They were lovers for 20 years without marrying, because the alimony she was collecting from Rose was too sweet to forgo. They finally married in 1974, eight years after Rose died. Rose had been married three more times after splitting with Eleanor, twice to Joyce Mathews.
"Tommy and I were in love," Holm says. "We used to walk the beaches and go to Europe every year. We took a house in Pebble Beach and belonged to the Del Monte Beach Club, where you'd sit around and get a tap on the shoulder and turn around and it would be Dinah Shore saying, 'Listen, do you have a tennis game? You like to play?' Oh, it was fun. I was mad for Tommy."
Their life-style changed drastically in 1981 when Whalen was discovered to have polycythemia, an illness in which an increase in the total red-cell mass causes the blood to thicken until it reaches the consistency of honey. Holm nursed her husband for five years as the hulking man withered to a shadow of his former self. He died in 1986, at age 76.
Holm still lives in the luxury condo that she shared with Whalen. She manages her own money and is doing well for herself. "I have so many friends who have been left money, and their husbands never taught them anything," says Holm, who went to school to learn bookkeeping after Rose died. "I don't buy anything I don't understand. At my age I want to preserve what I've got.

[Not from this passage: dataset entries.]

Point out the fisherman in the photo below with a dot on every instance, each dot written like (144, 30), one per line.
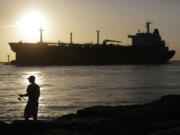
(33, 93)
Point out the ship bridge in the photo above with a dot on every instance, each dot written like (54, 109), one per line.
(148, 38)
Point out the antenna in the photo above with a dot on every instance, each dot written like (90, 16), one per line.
(8, 58)
(71, 38)
(148, 26)
(41, 37)
(98, 31)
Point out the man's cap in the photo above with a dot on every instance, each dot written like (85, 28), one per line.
(31, 77)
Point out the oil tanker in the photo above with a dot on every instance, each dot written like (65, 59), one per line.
(146, 48)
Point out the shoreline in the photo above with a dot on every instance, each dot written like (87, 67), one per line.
(154, 118)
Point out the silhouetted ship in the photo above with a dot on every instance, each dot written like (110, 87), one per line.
(146, 48)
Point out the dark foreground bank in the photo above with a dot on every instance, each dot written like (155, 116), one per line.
(155, 118)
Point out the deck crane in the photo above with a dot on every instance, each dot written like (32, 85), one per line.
(107, 40)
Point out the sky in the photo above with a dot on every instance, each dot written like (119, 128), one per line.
(20, 20)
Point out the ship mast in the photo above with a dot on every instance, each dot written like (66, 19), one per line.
(71, 34)
(98, 31)
(148, 26)
(41, 38)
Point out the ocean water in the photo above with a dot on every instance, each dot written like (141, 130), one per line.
(65, 89)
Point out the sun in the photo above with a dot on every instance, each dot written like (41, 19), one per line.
(30, 24)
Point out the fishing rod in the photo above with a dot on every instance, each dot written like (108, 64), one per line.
(19, 97)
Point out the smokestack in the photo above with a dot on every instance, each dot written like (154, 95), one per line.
(41, 38)
(71, 38)
(98, 31)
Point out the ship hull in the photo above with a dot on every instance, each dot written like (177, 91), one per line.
(45, 55)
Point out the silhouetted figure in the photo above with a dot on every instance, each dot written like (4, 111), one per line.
(33, 93)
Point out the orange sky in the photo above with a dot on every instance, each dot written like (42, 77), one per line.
(115, 18)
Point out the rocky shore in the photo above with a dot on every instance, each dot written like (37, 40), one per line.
(161, 117)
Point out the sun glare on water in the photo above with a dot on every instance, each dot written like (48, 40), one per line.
(30, 24)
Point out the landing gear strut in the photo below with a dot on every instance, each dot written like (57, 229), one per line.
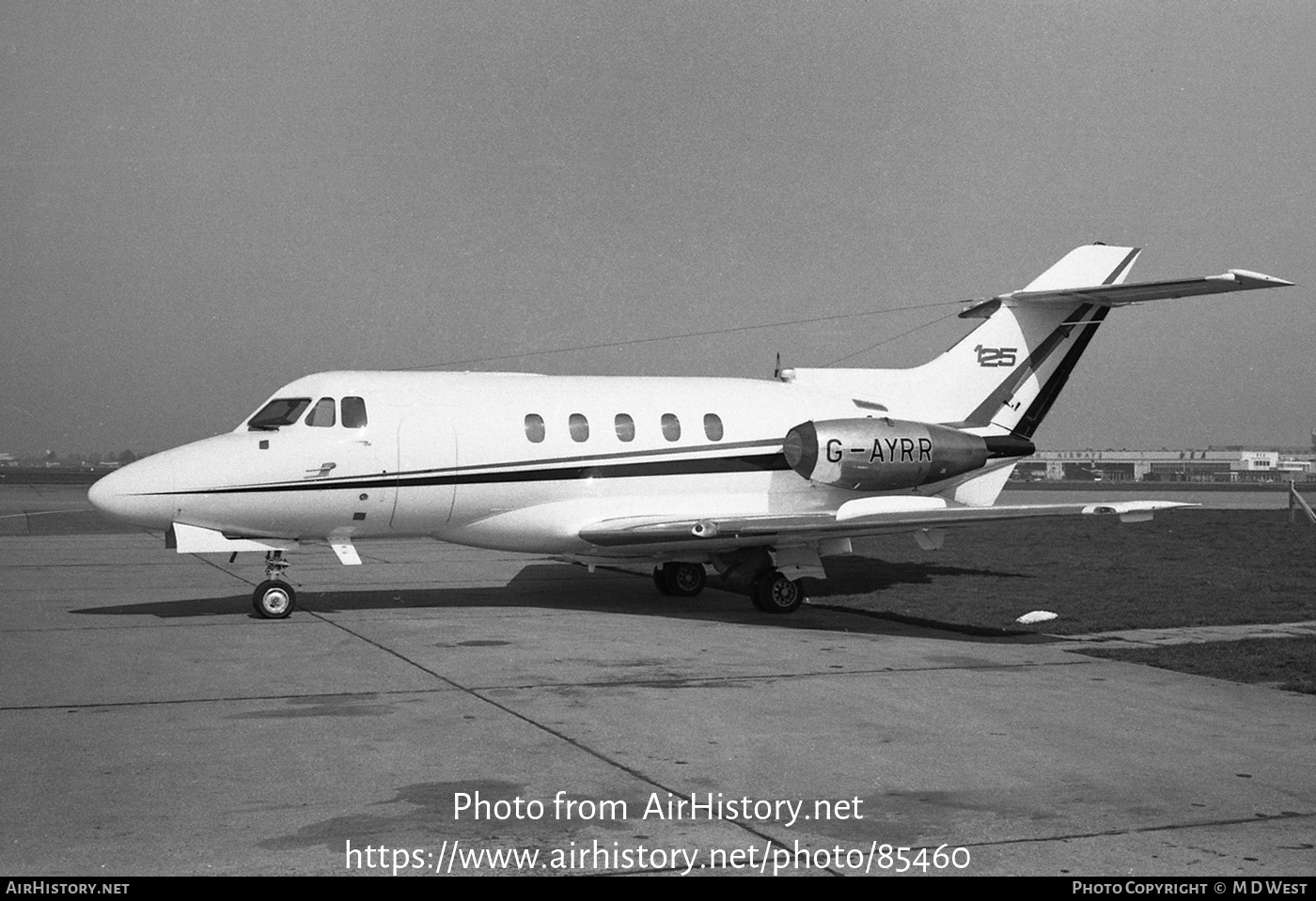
(274, 598)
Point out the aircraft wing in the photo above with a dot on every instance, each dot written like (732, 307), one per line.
(870, 516)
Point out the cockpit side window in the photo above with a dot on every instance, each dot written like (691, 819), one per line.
(352, 413)
(280, 412)
(321, 414)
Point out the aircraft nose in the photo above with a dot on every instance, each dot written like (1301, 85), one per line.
(125, 495)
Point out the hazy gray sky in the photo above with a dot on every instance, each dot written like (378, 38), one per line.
(203, 201)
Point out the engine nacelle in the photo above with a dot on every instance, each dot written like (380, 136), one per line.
(890, 454)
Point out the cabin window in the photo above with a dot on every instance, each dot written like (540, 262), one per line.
(321, 414)
(670, 427)
(283, 411)
(713, 427)
(352, 413)
(625, 427)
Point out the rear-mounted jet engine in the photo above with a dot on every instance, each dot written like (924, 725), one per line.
(891, 454)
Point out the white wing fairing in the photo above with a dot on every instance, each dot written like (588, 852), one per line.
(754, 477)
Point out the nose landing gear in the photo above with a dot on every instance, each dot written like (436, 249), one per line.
(274, 598)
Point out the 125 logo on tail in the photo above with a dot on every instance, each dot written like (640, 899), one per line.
(995, 355)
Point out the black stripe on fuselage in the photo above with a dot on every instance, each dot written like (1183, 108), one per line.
(631, 470)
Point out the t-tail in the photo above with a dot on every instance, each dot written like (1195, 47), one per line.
(1003, 378)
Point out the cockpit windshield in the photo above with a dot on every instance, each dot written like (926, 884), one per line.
(283, 411)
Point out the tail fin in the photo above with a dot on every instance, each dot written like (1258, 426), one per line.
(1004, 377)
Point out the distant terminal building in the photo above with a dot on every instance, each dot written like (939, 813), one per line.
(1211, 464)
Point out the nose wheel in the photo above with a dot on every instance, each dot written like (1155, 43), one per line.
(274, 598)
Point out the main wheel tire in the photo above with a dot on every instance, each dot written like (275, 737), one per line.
(661, 582)
(683, 579)
(776, 594)
(274, 598)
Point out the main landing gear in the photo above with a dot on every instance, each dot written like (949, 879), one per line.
(274, 598)
(680, 579)
(776, 594)
(772, 591)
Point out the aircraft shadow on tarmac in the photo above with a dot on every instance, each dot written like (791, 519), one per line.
(566, 587)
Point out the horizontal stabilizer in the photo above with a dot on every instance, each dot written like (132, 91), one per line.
(1138, 292)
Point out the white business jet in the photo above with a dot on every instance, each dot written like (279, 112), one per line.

One reason I still have pretty good money is that I sold a lot of diamonds Billy gave me."
Holm drives her new Cadillac around North Miami and surveys her haunts, past and present. She points out the country clubs where she used to play golf and tennis but where she now plays gin and bridge. "I fell—don't laugh—off a treadmill and broke a tiny bone in my shoulder two years ago, so I haven't gone back to golf or tennis," she says, chuckling.
Holm, who made a career out of being beautifully fit long before the advent of aerobics, doesn't like the physical pain that age often brings. "No matter how athletic you've been and how well you've taken care of yourself, there's no substitute for youth," she laments.
She thinks about old friends who are gone now—Buster Crabbe, Weissmuller and, most recently, Sonny Werblin, whose widow, Leah, sang with Phil Harris at the Cocoanut Grove back in the '30s. "I don't know how it's all going to end," Holm says. "I try not to think about it. But I'll tell you one thing: I just don't want any aches or pains. Other than that, I'm perfectly content. I've got a lot of good friends, I have a lot of fun, and I'm laughing: I outlived all those guys who kicked me off the team."